Entre los recuerdos de aquella ciudad que se fue, está sin duda el de las fritangueras, como se conocía a las mujeres que cocinaban aquellos enormes tacos dorados rellenos de barbacoa o pollo, sobre los que se vertía una buena porción de crema y salsa picante, a los que se daba el nombre de flautas, especialidad que se expendía en puestecitos de La Cuchilla, esa porción entonces invadida de puestos semifijos al poniente del mercado Benito Juárez –hoy Miguel Hidalgo– así como en la parte posterior del mercado Primero de Mayo o en diversos puntos del de Barreteros.
Imposible sería imaginar a Pachuca sin sus vendedoras de tamales, mujeres que, como en la escena evangélica de la multiplicación de los panes, sacaban de los humeantes botes depositados sobre las brasas de un anafre, cientos de piezas que bien hubieran podido alimentar a un batallón de hambrientos comensales, sin que aparentemente disminuyera su contenido. Algunas tamaleras vendían también teleras o bolillos de gran tamaño a fin de preparar las riquísimas tortas de tamal, manjar que fue tomando carta de naturalización en el arte culinario citadino. Imposible sería hablar de una, dos o tres tamaleras importantes, pues las había por decenas en todos los barrios y colonias de la ciudad, regularmente afuera de las panaderías.
También escriben páginas de aquellos recuerdo, las vendedoras de elotes y esquites, productos que forman la dieta de este país desde la etapa prehispánica; recuerdo a una señora que sentaba ante un gran cazo, depositado sobre un diminuto anafre, entre la mercería El Cisne y la panadería La Colorada, sobre el cazo, colocaba una tabla de blanca madera en la que apilaba los elotes que se mantenían calientitos gracias al vapor despedido, un frasco con crema, un platoncito con chile piquín de un lado y queso rallado por el otro, eran los aderezos que a placer podía usar el comprador para aderezar su elote.
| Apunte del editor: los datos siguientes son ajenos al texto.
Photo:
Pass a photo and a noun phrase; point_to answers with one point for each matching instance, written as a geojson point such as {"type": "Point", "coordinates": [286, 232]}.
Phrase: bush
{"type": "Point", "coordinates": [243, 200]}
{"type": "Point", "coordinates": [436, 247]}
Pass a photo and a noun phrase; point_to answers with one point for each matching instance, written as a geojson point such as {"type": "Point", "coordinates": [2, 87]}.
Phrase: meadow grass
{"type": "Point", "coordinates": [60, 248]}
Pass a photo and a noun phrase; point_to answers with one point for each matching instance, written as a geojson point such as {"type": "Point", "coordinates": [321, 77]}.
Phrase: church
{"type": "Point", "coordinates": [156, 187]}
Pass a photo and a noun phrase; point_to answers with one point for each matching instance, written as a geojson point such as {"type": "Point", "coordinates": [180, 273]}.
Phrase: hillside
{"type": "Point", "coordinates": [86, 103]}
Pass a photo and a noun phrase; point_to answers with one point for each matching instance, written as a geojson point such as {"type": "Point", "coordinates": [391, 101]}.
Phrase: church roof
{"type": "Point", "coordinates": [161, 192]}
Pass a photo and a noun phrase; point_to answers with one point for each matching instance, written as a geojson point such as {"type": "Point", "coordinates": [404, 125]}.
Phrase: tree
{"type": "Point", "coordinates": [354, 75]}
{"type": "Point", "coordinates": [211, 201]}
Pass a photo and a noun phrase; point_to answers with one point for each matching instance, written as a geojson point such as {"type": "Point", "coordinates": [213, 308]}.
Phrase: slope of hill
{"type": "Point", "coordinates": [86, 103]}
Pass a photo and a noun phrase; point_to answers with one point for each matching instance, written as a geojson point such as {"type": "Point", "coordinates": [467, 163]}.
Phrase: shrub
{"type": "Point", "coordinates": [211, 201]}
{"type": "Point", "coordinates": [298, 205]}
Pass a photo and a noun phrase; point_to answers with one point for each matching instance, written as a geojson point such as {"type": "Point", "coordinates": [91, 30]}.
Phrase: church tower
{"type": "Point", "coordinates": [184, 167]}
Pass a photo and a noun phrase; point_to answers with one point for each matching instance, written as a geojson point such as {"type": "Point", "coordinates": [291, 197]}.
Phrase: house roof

A un lado, en otro anafre de cobre, se encontraba una gran cazuela con esquites, es decir dientes de elote guisados con cebolla, chile, yerbas finas y aceite, que se servían en generosas porciones sobre hojas de elote, estos productos eran entonces de temporada, entre agosto y diciembre, pero pronto formaron parte del mercado informal cotidiano. Lo curioso era, que estos platillos tan mexicanos no se expendían en restaurantes o cafeterías, salvo en contadas excepciones, de allí su identificación con los vendedores que tomaron las banquetas de la ciudad como cocina y comedor de sus productos.
Debo señalar que muchos de estos productos, tacos, quesadillas, sopes, pambazos, elotes, esquites etc., eran también vendidos en las múltiples cantinas y pulquerías a las que nos referiremos en una próxima crónica.